Practical consumption Citroën C4 PureTech 130
On paper, the Citroën C4 PureTech 130 has an average consumption of 5.4 l/100 km (1 in 18.5). Those are the official WLTP figures for a route with a mix of highway, off-road and city. With mostly highway miles, we came up with an average consumption of 4.9 l/100 km (1 in 20.4). Then we didn’t even necessarily take it easy on the highway (partly abroad). So really very neat.
Prices and engines Citroën C4
The Citroën C4 is available from 32,100 euros. For that amount, you get the PureTech 100 gasoline engine, with, as the name suggests, an output of 73 kW (100 hp) and mated to a six-speed manual transmission. The more powerful PureTech 130 is available from 33,600 euros, or from 35,100 euros with eight-speed automatic transmission. Dieselen can also, starting at 39,190 euros for the BlueHDi 130, which is always equipped with eight-speed automatic transmission.
There is also an all-electric version of the Citroën C4, the ë-C4. It is available from 40,240 euros (excluding any subsidies) and has a power output of 100 kW (136 hp) and a range of 357 km (WLTP).
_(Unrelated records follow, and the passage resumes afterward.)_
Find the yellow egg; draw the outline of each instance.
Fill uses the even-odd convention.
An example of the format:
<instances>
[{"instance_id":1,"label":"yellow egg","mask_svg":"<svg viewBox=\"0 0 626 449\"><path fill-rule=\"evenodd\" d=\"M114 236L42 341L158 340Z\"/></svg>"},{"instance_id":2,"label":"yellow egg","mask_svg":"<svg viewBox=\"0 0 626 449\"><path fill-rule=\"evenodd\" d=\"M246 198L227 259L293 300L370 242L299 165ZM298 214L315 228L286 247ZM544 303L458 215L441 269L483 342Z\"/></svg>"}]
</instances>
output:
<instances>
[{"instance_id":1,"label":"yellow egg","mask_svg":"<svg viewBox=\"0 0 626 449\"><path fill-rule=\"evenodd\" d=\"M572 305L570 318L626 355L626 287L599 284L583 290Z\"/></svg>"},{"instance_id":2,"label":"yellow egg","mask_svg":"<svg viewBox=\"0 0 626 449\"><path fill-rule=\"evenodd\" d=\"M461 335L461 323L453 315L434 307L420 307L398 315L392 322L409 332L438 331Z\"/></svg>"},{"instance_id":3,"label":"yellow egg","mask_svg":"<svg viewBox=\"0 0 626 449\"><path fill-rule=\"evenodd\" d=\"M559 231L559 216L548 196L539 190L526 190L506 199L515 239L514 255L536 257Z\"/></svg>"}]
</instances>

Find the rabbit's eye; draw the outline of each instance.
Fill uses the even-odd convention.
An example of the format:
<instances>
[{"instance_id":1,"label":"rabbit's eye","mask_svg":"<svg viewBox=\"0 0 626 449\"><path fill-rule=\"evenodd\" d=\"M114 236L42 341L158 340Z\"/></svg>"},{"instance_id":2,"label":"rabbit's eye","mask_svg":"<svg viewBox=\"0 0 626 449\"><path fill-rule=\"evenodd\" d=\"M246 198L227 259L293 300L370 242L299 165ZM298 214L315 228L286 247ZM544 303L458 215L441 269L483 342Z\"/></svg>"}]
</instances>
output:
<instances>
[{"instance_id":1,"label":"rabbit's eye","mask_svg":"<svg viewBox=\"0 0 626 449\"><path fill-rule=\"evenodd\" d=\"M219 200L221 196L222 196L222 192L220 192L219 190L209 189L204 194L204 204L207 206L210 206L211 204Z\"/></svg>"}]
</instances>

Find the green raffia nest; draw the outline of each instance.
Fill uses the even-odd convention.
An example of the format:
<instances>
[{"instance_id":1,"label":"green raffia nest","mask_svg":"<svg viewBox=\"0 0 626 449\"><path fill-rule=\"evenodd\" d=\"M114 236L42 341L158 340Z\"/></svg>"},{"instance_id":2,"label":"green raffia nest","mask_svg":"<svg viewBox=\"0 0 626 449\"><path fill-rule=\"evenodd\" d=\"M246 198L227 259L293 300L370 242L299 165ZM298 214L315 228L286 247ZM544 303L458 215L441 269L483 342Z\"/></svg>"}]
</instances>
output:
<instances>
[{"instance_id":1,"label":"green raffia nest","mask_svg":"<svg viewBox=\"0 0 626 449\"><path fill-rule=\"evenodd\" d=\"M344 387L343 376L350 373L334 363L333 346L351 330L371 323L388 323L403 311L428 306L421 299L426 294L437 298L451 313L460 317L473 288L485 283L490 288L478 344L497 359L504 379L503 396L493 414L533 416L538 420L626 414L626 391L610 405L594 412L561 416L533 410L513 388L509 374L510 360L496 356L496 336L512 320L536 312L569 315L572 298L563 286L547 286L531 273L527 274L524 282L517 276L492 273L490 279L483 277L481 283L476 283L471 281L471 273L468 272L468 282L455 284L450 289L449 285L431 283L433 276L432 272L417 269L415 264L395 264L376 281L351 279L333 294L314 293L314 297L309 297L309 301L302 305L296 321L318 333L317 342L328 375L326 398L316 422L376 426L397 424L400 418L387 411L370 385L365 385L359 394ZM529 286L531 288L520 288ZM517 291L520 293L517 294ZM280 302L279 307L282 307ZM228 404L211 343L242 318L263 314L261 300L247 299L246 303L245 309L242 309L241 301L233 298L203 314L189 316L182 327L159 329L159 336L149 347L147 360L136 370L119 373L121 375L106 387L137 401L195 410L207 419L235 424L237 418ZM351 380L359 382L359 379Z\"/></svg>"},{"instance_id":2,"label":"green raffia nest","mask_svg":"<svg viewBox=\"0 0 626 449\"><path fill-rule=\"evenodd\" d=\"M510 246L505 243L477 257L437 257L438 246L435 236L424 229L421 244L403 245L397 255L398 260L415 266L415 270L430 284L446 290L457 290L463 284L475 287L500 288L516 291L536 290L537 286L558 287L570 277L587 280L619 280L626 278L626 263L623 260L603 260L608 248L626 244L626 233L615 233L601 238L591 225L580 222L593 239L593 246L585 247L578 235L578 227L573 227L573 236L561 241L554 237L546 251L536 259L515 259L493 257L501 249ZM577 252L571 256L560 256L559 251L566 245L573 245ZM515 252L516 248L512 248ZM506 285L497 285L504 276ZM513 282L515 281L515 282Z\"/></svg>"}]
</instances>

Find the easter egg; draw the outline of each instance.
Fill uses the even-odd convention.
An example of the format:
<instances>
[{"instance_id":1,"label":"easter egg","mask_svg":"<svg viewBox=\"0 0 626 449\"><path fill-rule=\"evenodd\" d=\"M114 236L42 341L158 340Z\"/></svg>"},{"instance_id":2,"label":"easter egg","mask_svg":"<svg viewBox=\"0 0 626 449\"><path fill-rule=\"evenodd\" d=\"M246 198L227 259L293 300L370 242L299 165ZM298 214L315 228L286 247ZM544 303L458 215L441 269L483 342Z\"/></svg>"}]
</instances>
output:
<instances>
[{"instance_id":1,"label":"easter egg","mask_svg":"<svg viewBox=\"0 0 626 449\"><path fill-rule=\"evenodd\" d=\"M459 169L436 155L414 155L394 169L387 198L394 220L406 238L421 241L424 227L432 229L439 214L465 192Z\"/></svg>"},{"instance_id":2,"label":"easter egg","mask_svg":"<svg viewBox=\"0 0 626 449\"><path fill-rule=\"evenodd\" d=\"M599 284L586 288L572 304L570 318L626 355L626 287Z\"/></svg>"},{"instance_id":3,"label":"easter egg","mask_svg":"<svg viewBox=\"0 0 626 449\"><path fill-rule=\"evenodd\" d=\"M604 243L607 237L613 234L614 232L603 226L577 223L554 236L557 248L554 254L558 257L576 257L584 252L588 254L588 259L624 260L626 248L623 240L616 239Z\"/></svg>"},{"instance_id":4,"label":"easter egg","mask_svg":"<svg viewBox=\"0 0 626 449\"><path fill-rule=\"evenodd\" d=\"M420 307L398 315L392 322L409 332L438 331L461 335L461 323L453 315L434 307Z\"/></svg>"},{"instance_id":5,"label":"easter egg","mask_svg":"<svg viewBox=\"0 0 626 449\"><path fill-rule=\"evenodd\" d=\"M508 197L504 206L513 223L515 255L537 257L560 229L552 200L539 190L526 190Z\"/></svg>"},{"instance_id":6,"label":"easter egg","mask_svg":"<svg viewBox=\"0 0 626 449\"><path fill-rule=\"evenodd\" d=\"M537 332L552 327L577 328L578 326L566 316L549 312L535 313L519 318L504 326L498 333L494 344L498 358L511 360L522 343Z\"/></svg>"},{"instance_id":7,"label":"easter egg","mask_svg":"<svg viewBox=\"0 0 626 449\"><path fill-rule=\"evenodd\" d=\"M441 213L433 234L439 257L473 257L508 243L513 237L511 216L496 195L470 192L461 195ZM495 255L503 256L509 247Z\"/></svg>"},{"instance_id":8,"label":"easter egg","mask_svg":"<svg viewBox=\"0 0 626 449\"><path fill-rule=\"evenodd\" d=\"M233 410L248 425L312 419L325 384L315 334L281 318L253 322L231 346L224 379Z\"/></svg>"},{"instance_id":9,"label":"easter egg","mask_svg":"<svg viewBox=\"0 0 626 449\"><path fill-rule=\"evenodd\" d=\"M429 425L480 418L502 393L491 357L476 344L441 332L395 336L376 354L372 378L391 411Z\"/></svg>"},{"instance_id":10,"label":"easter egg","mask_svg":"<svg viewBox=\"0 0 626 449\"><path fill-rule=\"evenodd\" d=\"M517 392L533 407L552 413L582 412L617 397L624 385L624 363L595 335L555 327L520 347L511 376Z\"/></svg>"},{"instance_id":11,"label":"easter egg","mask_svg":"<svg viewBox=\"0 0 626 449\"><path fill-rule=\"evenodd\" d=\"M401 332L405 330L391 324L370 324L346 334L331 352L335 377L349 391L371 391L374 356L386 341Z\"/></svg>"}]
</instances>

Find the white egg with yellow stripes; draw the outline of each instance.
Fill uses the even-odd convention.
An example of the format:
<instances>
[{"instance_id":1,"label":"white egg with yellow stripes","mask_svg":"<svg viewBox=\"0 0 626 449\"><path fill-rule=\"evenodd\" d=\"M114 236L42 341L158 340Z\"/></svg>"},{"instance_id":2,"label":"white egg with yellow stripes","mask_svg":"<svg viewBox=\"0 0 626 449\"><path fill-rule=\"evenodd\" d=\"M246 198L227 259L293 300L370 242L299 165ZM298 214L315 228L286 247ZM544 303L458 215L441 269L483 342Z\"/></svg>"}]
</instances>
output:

Equipment and appliances Citroën C4
In terms of equipment levels, there is a choice of the Feel (starting at 32,100 euros), Feel Pack (starting at 35,00 euros) and Shine (starting at 36,350 euros). The PureTech 100 only comes as a Feel, the Feel is not available as a diesel and otherwise all trim levels can be combined with all drive variants.
A few highlights from the standard equipment include 18-inch steel wheels with hubcaps, the comfortable Progressive Hydraulic Cushions suspension system, leather-upholstered steering wheel and gear knob, automatic air conditioning with carbon filter, a 10-inch central touchscreen for infotainment control (incl. Bluetooth and Apple CarPlay) and, of course, a whole host of safety and assistance systems.
The test car in the photos is equipped as the top model Shine, including a number of options such as red paint and upholstery and the panoramic sliding/tilting roof. The full list of trims, equipment and prices for the Citroën C4 can be found at www.citroen.nl.
New: the Citroën C4 X
Soon the Citroën C4 range will be extended by a new X variant. This could be seen as a sedan version with a sporty roofline, although just like the regular C4 it remains a slightly higher model. The biggest advantage over the regular C4 is the extra luggage space, although the quieter designed rear will also appeal to some customers. Furthermore, the new C4 X will only be available in the Netherlands as an all-electric ë-C4 X. You can read more about the new Citroën ë-C4 X here.
The Citroën C4 is a delightful cruiser. It offers the comfort that the brand is known for and ensures that even after a long highway drive, you still get out of the car feeling rested. It also offers plenty of room in the back, both in the back seat and in terms of luggage space. A pleasant surprise is the low practical consumption, although this is of course strongly related to how you use the car.